На другой день после церковной службы все собрались опять к Макарию. Разговор зашел о школе. Монах молчал, но староста прямо объявил, что пока он управляет монастырем, школе не бывать.

— Прошлое лето, — прибавил он, — мы едва не попали в беду, когда игумен стал звонить в алтаре в маленький колокол, а тут еще затеваете школу, чтобы турки совсем разрушили монастырь.

Потеряв надежду быть учителем на родине, я напомнил Макарию его обещание выдать мне метрическое свидетельство.

— Хорошо, — отвечал он, — отыщи только своего крестного отца и других свидетелей, бывших при твоем рождении и крещении. Кто знает, когда ты родился?

Я на другой же день отправился на поиски, употребил на это дело два дня и узнал, наконец, что мой крестный отец и священник давно умерли; зато я отыскал своего крестного брата и кормилицу. В назначенный день они пришли в монастырь и подтвердили действительность моей личности. Макарий записывал все показания в книгу, но, к несчастию, некому было подписать метрическое свидетельство. А Лаптош, без письма Борисавлевича, не давал монастырской печати, бывшей у него на сохранении; таким образом, мое дело не подвигалось вперед.

В тот же день приехал в монастырь какой-то доктор-итальянец с женой и двумя дочерьми и остались ночевать.

Макарий говорил с ними по-итальянски и по-немецки и по их желанию показал им храм и его украшения. Доктор пожертвовал несколько денег, а его семейство два подсвечника и два полотенца, довольно красивые. Я также с ними познакомился, и они звали меня ехать вместе в Сараево, но я отказался по неимению метрического свитетельства.

После их отъезда Макарий сказал мне, что как только приедет отец Неофит или отец Христофор, то они приложат свою подпись, а монастырскую печать вытребуют от старосты.

— Тогда поезжай с Богом в Сараево, — прибавил он, — только будь осторожен на словах, а то, пожалуй, и меня введешь в беду.

.— Чего же ты боишься? — спросил я, — кажется, я ни с кем ничего не говорю, тем менее о тебе. [155]

— Я желаю тебе добра и на всякий случай предупреждаю об опасности.

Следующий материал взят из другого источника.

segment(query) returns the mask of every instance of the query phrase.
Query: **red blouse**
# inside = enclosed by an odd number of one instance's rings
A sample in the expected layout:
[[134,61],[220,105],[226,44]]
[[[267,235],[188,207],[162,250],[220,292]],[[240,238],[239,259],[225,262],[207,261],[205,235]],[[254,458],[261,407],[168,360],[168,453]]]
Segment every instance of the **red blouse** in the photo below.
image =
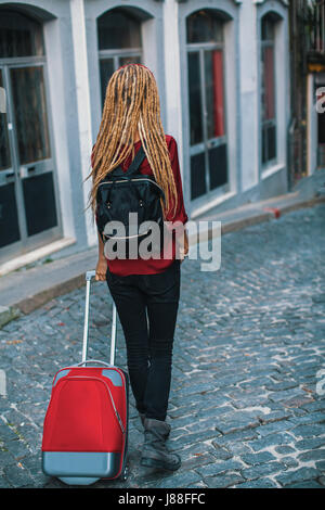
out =
[[[182,189],[182,179],[179,165],[179,155],[178,155],[178,145],[176,139],[166,135],[166,142],[169,150],[169,156],[171,162],[171,168],[173,171],[173,178],[178,191],[178,207],[176,216],[172,218],[171,213],[166,216],[167,221],[181,221],[183,225],[188,220],[187,214],[184,207],[183,201],[183,189]],[[134,143],[135,152],[140,149],[141,140]],[[92,158],[91,158],[92,160]],[[92,161],[93,162],[93,161]],[[132,162],[132,153],[123,161],[121,168],[126,171],[129,168],[129,165]],[[152,168],[148,164],[146,157],[144,157],[142,164],[139,167],[139,171],[144,175],[153,175]],[[172,209],[172,207],[171,207]],[[128,275],[154,275],[157,272],[165,271],[176,258],[176,241],[174,235],[172,237],[172,258],[150,258],[147,260],[143,258],[136,259],[107,259],[107,265],[109,271],[114,272],[117,276],[128,276]]]

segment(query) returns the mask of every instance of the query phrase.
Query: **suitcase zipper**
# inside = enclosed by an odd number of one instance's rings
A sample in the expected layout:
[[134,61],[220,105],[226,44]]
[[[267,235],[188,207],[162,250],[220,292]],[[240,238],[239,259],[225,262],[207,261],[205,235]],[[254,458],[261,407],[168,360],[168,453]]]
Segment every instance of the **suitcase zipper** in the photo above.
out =
[[[107,392],[108,392],[108,394],[109,394],[109,397],[110,397],[110,404],[112,404],[113,409],[114,409],[114,411],[115,411],[115,417],[116,417],[116,419],[117,419],[117,421],[118,421],[118,424],[119,424],[119,426],[120,426],[121,433],[125,435],[126,430],[125,430],[125,428],[123,428],[123,424],[122,424],[121,418],[120,418],[120,416],[119,416],[119,412],[118,412],[118,410],[116,409],[115,401],[114,401],[113,395],[112,395],[112,393],[110,393],[110,390],[109,390],[109,386],[107,385],[107,383],[106,383],[105,381],[103,381],[102,379],[100,379],[100,378],[94,378],[94,377],[89,377],[89,375],[70,375],[70,377],[67,377],[67,378],[62,378],[62,379],[60,379],[60,380],[57,381],[57,386],[60,385],[61,382],[63,382],[63,381],[68,381],[68,380],[72,380],[72,379],[79,379],[79,380],[83,380],[83,379],[88,379],[88,380],[89,380],[89,379],[91,379],[91,380],[93,380],[93,381],[100,381],[101,383],[103,383],[103,384],[106,386],[106,390],[107,390]],[[57,388],[57,386],[56,386],[56,388]]]

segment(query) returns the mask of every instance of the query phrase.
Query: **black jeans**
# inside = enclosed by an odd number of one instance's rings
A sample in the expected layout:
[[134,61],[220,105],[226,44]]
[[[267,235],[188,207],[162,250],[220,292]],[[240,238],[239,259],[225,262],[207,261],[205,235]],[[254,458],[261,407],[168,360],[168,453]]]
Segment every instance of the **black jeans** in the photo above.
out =
[[165,420],[167,415],[180,280],[179,259],[156,275],[119,277],[106,271],[126,337],[136,409],[156,420]]

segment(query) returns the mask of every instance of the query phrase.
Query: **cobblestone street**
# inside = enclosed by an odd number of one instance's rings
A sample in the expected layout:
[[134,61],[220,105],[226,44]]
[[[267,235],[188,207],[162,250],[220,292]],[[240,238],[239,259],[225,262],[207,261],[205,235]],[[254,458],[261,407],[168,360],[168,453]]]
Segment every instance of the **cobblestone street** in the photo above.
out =
[[[324,262],[325,204],[223,235],[219,271],[185,260],[168,412],[182,467],[139,466],[131,397],[129,477],[93,487],[324,488]],[[54,373],[81,360],[83,306],[84,288],[0,330],[1,487],[66,487],[41,471],[42,424]],[[110,317],[93,283],[89,358],[108,358]],[[117,342],[126,368],[120,324]]]

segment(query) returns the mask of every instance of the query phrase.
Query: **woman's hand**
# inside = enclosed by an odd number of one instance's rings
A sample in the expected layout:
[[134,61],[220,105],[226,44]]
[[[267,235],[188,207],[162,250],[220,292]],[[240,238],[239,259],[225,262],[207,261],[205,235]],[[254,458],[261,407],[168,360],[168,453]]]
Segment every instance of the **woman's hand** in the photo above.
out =
[[107,262],[106,258],[100,257],[96,269],[95,269],[95,280],[106,281],[106,271],[107,271]]
[[178,238],[178,250],[180,254],[181,264],[184,260],[185,256],[188,254],[188,235],[187,231],[184,230],[184,235]]

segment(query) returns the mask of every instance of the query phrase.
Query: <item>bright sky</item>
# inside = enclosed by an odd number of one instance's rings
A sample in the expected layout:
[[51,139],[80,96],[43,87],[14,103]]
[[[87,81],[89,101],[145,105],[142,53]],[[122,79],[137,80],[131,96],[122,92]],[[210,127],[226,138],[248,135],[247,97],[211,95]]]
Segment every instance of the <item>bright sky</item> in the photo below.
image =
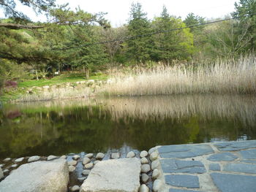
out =
[[[160,15],[163,5],[166,6],[170,15],[184,19],[189,12],[206,18],[224,17],[234,11],[236,1],[238,0],[56,0],[56,4],[68,2],[72,9],[80,6],[81,9],[91,13],[108,12],[105,18],[113,26],[116,27],[127,23],[132,2],[140,2],[149,19]],[[42,15],[37,17],[33,10],[27,7],[18,5],[17,9],[26,13],[32,20],[45,20]],[[0,9],[0,18],[3,17]]]

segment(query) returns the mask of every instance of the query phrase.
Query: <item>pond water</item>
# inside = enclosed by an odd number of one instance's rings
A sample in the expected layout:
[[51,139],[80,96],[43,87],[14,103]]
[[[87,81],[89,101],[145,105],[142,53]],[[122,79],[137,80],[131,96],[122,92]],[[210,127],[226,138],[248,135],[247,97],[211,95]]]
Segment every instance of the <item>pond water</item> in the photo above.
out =
[[256,139],[256,97],[61,100],[0,110],[0,159]]

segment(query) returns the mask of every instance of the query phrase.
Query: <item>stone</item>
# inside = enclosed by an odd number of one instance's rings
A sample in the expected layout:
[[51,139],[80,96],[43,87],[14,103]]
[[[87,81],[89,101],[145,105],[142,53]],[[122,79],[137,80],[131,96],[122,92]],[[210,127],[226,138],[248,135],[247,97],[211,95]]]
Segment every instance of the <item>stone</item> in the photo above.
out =
[[227,164],[224,166],[223,171],[256,174],[256,165],[247,164]]
[[154,170],[154,169],[158,168],[159,166],[159,161],[157,159],[151,163],[151,169]]
[[139,192],[148,192],[149,189],[145,184],[142,184],[140,187]]
[[91,172],[91,170],[88,170],[88,169],[87,170],[83,170],[82,172],[82,174],[84,174],[84,175],[88,175],[88,174],[89,174],[90,172]]
[[140,159],[140,163],[142,164],[148,164],[148,160],[146,158],[142,158]]
[[74,156],[72,157],[74,160],[78,160],[80,158],[80,156],[78,155],[75,155]]
[[154,169],[153,170],[153,174],[152,174],[152,178],[153,179],[157,179],[157,177],[159,176],[160,172],[157,169]]
[[207,159],[211,161],[231,161],[238,158],[234,154],[226,152],[217,154],[214,154],[209,156]]
[[17,158],[14,161],[14,162],[15,163],[20,163],[21,161],[23,161],[24,160],[24,158]]
[[181,161],[175,159],[161,159],[164,173],[204,173],[204,165],[199,161]]
[[211,173],[214,184],[221,192],[255,192],[255,176]]
[[89,162],[91,161],[91,159],[89,158],[88,157],[84,157],[83,159],[83,164],[87,164]]
[[244,159],[255,159],[256,160],[256,149],[241,150],[239,152]]
[[4,158],[4,160],[3,160],[3,161],[4,162],[7,162],[7,161],[11,161],[12,160],[12,158]]
[[91,158],[94,156],[94,153],[88,153],[85,156]]
[[91,169],[93,166],[94,166],[94,164],[93,163],[90,163],[90,164],[86,164],[84,166],[84,168],[86,168],[86,169]]
[[146,150],[143,150],[140,153],[140,158],[145,158],[148,155],[148,152]]
[[173,145],[159,147],[158,151],[161,158],[192,158],[214,153],[208,145]]
[[148,174],[146,174],[146,173],[143,173],[141,174],[141,180],[143,183],[146,183],[148,180],[149,180],[149,177]]
[[152,161],[156,160],[158,158],[158,153],[157,151],[154,151],[151,154],[150,154],[150,160]]
[[49,156],[48,156],[48,158],[47,158],[47,161],[50,161],[50,160],[53,160],[53,159],[56,158],[57,158],[57,157],[55,156],[55,155],[49,155]]
[[36,161],[21,165],[0,183],[4,192],[66,192],[69,180],[65,160]]
[[38,155],[35,155],[35,156],[31,156],[30,158],[29,158],[28,159],[28,162],[31,163],[31,162],[34,162],[34,161],[37,161],[40,159],[40,157]]
[[141,172],[142,173],[147,173],[150,172],[150,166],[148,164],[143,164],[141,166]]
[[111,158],[113,158],[113,159],[119,158],[120,158],[119,153],[113,153],[111,154]]
[[134,158],[135,155],[135,153],[134,153],[133,151],[130,151],[127,153],[127,158]]
[[185,174],[174,174],[165,175],[166,184],[188,188],[199,188],[199,180],[197,176],[185,175]]
[[72,166],[72,165],[69,166],[69,172],[72,172],[75,170],[75,166]]
[[96,155],[96,159],[102,159],[105,156],[105,154],[103,153],[98,153]]
[[67,162],[67,164],[69,166],[72,165],[72,166],[75,166],[78,164],[78,161],[75,161],[75,160],[72,160]]
[[163,185],[163,183],[162,183],[162,180],[155,180],[154,183],[153,183],[153,191],[154,192],[160,191],[162,185]]
[[136,158],[102,161],[91,169],[80,192],[138,192],[140,172],[140,161]]
[[220,171],[220,166],[219,164],[211,164],[209,169],[211,171]]
[[71,188],[70,191],[72,192],[75,192],[75,191],[79,191],[80,190],[80,187],[78,185],[74,185]]
[[255,147],[256,140],[217,143],[214,145],[221,151],[236,151]]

Между тем черные тучи покрыли небо, и хлынул сильный дождь. Толпа турок в разных костюмах бросилась в монастырский двор, и одни побежали под навес странноприимного дома, а другие направились к пустым кельям. Макарий послал слугу отпереть их, в то же время в переднюю вошел молодой человек среднего роста, в длинных сапогах, клеенчатом пальто и в таком же башлыке. Когда он снял мокрую одежду, я увидал на нем военный офицерский мундир и красную феску. Макарий приветствовал его, и незнакомец вежливо извинился, что вошел без позволения в чужой дом с такою толпою людей.

Войдя в комнату, офицер точно так же учтиво поклонился, что меня крайне удивило, потому что я впервые увидал вежливого турка. Монах отрекомендовал меня. Посетитель спросил, знаю ли я турецкий, или греческий язык и, получив от хозяина отрицательный ответ, просил хозяина быть между нами переводчиком. Узнав, что я из Сербии, он тотчас же закидал меня вопросами: спокойно ли теперь в Княжестве? Видел ли я там пашу в Белграде? Возвратил ли Карагеоргиевич некоторых сенаторов из ссылки? Я отвечал, что ничего не знаю о распоряжениях князя, но что в Сербии все спокойно и я видел там пашу. Потом он полюбопытствовал узнать, откуда я родом? Макарий дал ему некоторые обо мне сведения. Между прочим он похвалил мое намерение открыть школу и быть учителем и прибавил, что царь желает устроить побольше училищ в своих владениях. Вошедший слуга пода ему черного кофе и чубук, а вслед за ним вошел в комнату какой-то туземный мухамеданин высокого роста и, увидав военный мундир, смутился и покраснел. Офицер что-то спросил у него по-турецки. Туземец совершенно растерялся и не знал, что отвечать. Макарий сказал ему:

— Бег желает знать, говоришь ли по-турецки.

Бедняк, краснея, пробормотал:

— Ей-Богу, добрый человек, я знаю только по-своему, а другого разговора не понимаю.

Когда Макарий перевел ответ туземца, военный сердито закричал:

— Пошел вон, сумасшедший босняк, скот.

Рослый мухамеданин струсил больше прежнего и не знал, что делать. [156]

Монах сказал ему:

— Уходи теперь, после придешь опять.

Офицер сильно негодовал на то, что в здешних местах сами мусульмане не знают турецкого языка, на котором в Румелии говорят все христиане, и дивился что я, прожив столько лет в Белграде, где живет паша и большое число турок, не умею объясняться по-турецки.

Погода, наконец, прояснилась и офицер, поблагодарив за гостеприимство, скомандовал солдатам стать во фронт, простился с нами, подав руку, и что-то сказал мне по-турецки. Макарий, после его ухода, перевел мне, что он желает полного успеха моим предприятиям по школьному делу и надеется опять увидеться со мною на возвратном пути. Он провожал рекрут в Сараево.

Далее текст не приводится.